As reported recently in this newspaper, there is now a trend among hip young Berliners, who don't even remember the Wall, for Soviet-style hammer and sickles on T-shirts; there's a sudden cool factor to driving Trabants. It's something Funder also documents, with a mild sense of disbelief.
"Things have been put behind glass," she writes, "but it is not yet over."
There is doubtless no accident that the book starts and ends on a train platform: For those who lived through the regime, this remains an ongoing journey.
Vancouver writer Katharine Hamer is working on a novel set in the former East Germany.
Stasi exposé wins £30,000 book prize
A highly acclaimed exposé of the former East German secret services has won the £30,000 Samuel Johnson Prize, the world's richest non-fiction award. Nigel Reynolds reports.
A highly acclaimed exposé of the former East German secret services has won the £30,000 Samuel Johnson Prize, the world's richest non-fiction award.
Stasiland: Stories from Behind the Berlin Wall is the first book by Anna Funder, an Australian lawyer and television producer.
She spent five years after the fall of the Berlin Wall interviewing operatives of the Stasi and the organisation's victims in the former German Democratic Republic, and unearthed hundreds of dramatic accounts of the cruelty inflicted by the state on its citizens.
Her interviewees included the man who painted the white line to mark where the Berlin Wall was to be built and a woman who, as a 16-year-old, was caught as she tried to scale the wall in 1968.
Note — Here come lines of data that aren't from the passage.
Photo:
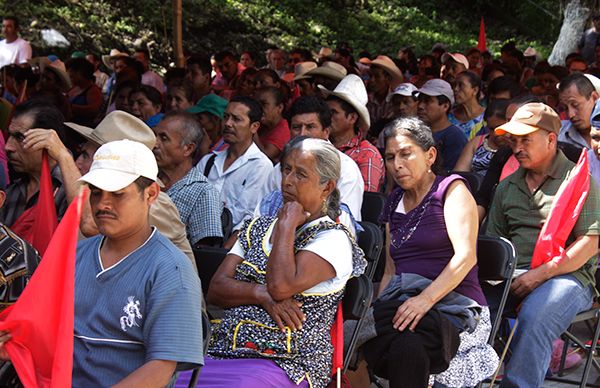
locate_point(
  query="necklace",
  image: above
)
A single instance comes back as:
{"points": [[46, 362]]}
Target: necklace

Michael Wood, the chairman of the judges, described Stasiland as "an intimate portrait, both touching and funny, of survivors caught between their desire to forget and the need to remember.
"A beautifully executed first book, Stasiland deserves to be packed with the holiday reading and enjoyed by anyone who loves good writing."
Funder, who was born in Melbourne in 1966, was told that no ex-Stasi would talk to her when she began her research in the former East Germany. So she advertised in the personal columns of a Potsdam newspaper. "The phone rang hot," she said.
Though the book has been widely praised in Britain and America, Funder could not at first get it published in Germany. Eventually a small Berlin publisher picked it up but the author was given a hostile reception when she went to promote it there. She was attacked for being an outsider and for reopening painful wounds.
The author, who is heavily pregnant and was nearly stopped from flying to Britain, received her award last night at The Savoy Hotel in London.
The beaten finalists were Gulag: A History of the Soviet Camps, by Anne Applebaum; John Clare: A Biography, by Jonathan Bate; A Short History of Nearly Everything, by Bill Bryson; The Zanzibar Chest: A Memoir of Love and War, by Aidan Hartley; and Rubicon: The Triumph and Tragedy of the Roman Republic, by Tom Holland.